FIG. 1 is a strategic diagram showing the structure of a body groove according to an embodiment of the present invention.
FIG. 2 is a schematic diagram of an automatic transmission method for four-wheel drive with an auxiliary transmission controlled by the manual valve, and FIG. 3 is a control flowchart of the step motor. 1...Manual valve, 2...Valve body,
3...Spool, 10...C4 port, 11.
...Line hydraulic supply port, 12...H port,
14... Step motor, 16... Control device,
17...Selection switch, 18...Compression spring, 1
9... Automatic transmission, 28... Sub-transmission, 30.
...Rear export force axis, 32...Front export force axis, B4...
Brake, C3゜C4...Clutch.
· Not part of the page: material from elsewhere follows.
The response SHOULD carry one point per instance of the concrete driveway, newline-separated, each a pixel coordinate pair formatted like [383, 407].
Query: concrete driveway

Figure 3

Claims (1)

[Claims] By operating the valve body with an electric actuator, the port for supplying hydraulic pressure and the port for discharging or closing the hydraulic pressure can be switched between a high-speed two-wheel drive or high-speed four-wheel drive state and a deceleration four-wheel drive state. In the manual valve, the valve body is moved to a position where the oil passage configuration is set to a high-speed driving state when the switching force applied to the valve body by the electric actuator is released. A manual valve for a four-wheel drive automatic transmission with an auxiliary transmission, characterized by having an auxiliary switching mechanism for holding the transmission.